Facebook: Be everywhere the consumer is.

    More than any other company on the Web -- even Apple -- Facebook has changed the nature of digital experiences. It's already established itself as the dominant social operating system for consumer audiences. And yet it has the potential to go much, much farther. If you need more proof, just this month Facebook announced that it will be facilitating the spread of mobile applications, not to mention linking into them -- finally bridging the gap between Web and app. It's invading Apple iOS' and Google Android's territory, providing the cross-application linkages that have always unequivocally been the job of an operating system.

    Increasingly, Facebook has the opportunity to wire consumers, applications, data and devices together. But for Facebook to do this, Mark Zuckerberg will need the kind of imagination that Steve Jobs had. Indeed, Zuckerberg will have to imagine a whole new ecosystem, this time one where Facebook facilitates all connectivity. He's proven he can execute already. But can he take on a vision this big?

Google (GOOG): "What got you here won't get you there."

    This trademark phrase from Wetpaint COO Rob Grady is particularly apt in Google's case. Google is the undisputed king of finding answers to questions -- as long as they're being asked from desktop and laptop computers. But when it comes to applying its great search strength to mobile environments, tablet devices and communications, Google is still lost. While the Android operating system is clearly one of the winners, it doesn't give Google the essential financial success in mobile that it has on the desktop. Google needs to reinvent itself. It needs to make a bold "burn-the-bridges" move, adopting a Reed Hastings-like philosophy that the company cannot rely on search alone. Only, in Google's case, it's even harder.

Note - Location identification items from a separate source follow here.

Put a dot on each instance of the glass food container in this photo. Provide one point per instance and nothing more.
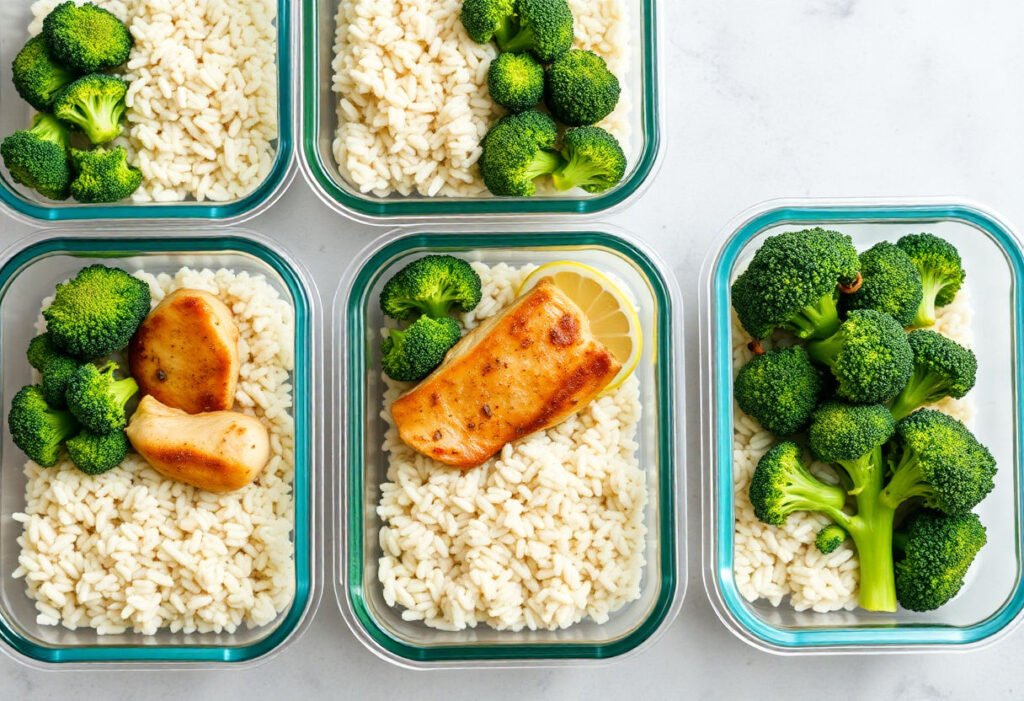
(361, 465)
(320, 122)
(30, 206)
(29, 271)
(990, 603)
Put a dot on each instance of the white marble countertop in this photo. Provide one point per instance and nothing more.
(765, 99)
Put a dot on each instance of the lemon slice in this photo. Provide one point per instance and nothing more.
(612, 316)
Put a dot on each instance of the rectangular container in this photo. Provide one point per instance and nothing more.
(320, 122)
(29, 271)
(991, 602)
(361, 465)
(32, 207)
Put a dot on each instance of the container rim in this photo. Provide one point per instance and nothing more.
(348, 523)
(716, 438)
(307, 535)
(189, 213)
(384, 212)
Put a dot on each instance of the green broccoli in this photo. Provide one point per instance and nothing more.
(37, 77)
(593, 161)
(934, 552)
(95, 453)
(412, 354)
(869, 356)
(37, 158)
(97, 399)
(96, 312)
(515, 81)
(433, 286)
(579, 88)
(829, 538)
(942, 368)
(941, 271)
(86, 38)
(486, 19)
(937, 459)
(517, 150)
(103, 175)
(792, 283)
(779, 389)
(541, 27)
(891, 283)
(94, 104)
(36, 428)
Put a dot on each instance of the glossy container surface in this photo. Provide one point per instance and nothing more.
(30, 206)
(320, 122)
(992, 599)
(29, 271)
(361, 465)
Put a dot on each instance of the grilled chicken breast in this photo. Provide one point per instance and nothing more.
(525, 370)
(185, 353)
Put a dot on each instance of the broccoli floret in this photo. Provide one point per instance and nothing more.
(936, 551)
(541, 27)
(37, 158)
(869, 356)
(891, 283)
(86, 38)
(97, 399)
(792, 283)
(580, 89)
(486, 19)
(594, 161)
(37, 77)
(515, 81)
(779, 389)
(942, 368)
(517, 150)
(94, 104)
(936, 458)
(829, 538)
(97, 312)
(941, 271)
(433, 286)
(36, 428)
(413, 354)
(103, 175)
(95, 453)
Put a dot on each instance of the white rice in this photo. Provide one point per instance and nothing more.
(130, 550)
(202, 97)
(780, 564)
(413, 102)
(546, 533)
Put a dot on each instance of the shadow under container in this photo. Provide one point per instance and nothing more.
(320, 122)
(991, 601)
(361, 465)
(32, 207)
(29, 272)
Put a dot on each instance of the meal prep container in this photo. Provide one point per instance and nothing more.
(361, 465)
(29, 271)
(320, 122)
(991, 601)
(32, 207)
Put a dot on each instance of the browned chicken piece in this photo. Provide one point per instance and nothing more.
(525, 370)
(219, 451)
(185, 353)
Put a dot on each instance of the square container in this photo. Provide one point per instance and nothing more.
(32, 207)
(361, 465)
(990, 603)
(320, 122)
(29, 271)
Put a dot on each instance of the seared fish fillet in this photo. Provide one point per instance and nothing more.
(525, 370)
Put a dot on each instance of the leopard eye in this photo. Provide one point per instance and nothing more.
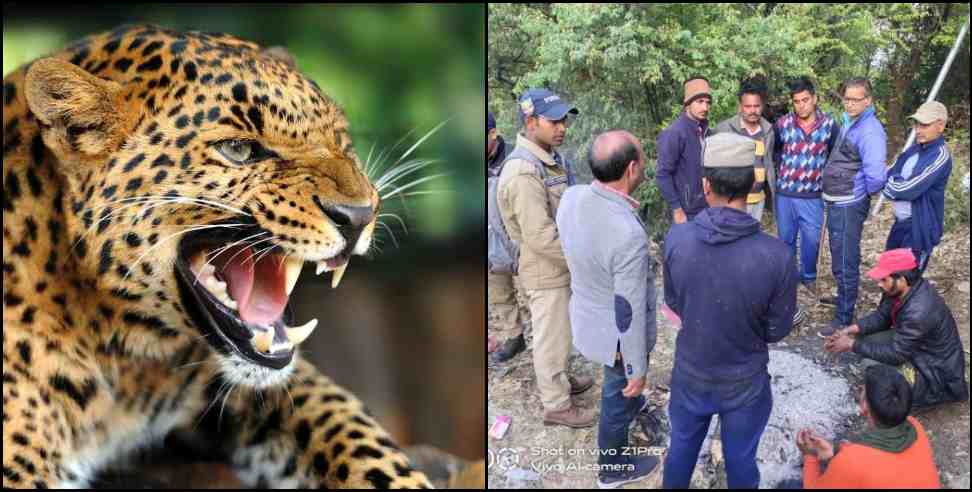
(238, 151)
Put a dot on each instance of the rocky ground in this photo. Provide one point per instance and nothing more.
(811, 388)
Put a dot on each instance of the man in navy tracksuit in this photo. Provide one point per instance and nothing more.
(734, 289)
(916, 185)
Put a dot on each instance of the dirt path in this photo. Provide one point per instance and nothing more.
(534, 456)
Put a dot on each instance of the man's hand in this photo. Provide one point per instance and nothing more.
(679, 216)
(851, 330)
(634, 387)
(839, 342)
(812, 444)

    Here's why: Hastings had already clearly identified the next wave's product at Netflix (NFLX) -- streaming video over the Internet -- but Google has to find a new vision altogether. This is not to say that Google needs to exit the search market by any means. But, instead, it must reinvent its own search portfolio, the way Intel (INTC) reinvented the microprocessor generation after generation, always allowing its newest chip to put the last one out of business, before the competition did. Indeed, Intel's sustained success was built, in part, on destroying what worked and replacing it with something that worked even better. Google's new vision should surely have three components: mobile, search and social. The good news is that, thanks to Android, Google already has A+ platforms to build on the first two.

    But search needs to get beyond the query box, and the mobile device can be more than a phone plus PDA. Google's challenge -- and its opportunity -- is to reinvent it as a completely connected device that is woven into the fabric of daily living. It should know where I am, who I'm with, and what I'm doing -- or at least have some educated guesses. It should make the next interface leap that helps us leave the thumbs behind. And, it should be a digital companion that picks up on environmental cues and helps me live my digital life. Siri has opened our imagination; but Google has amazing voice recognition, algorithmic and platform strength to accomplish these things. Now it sorely needs to understand people. That's the most pressing -- and most problematic -- task for Larry Page and his team in 2012.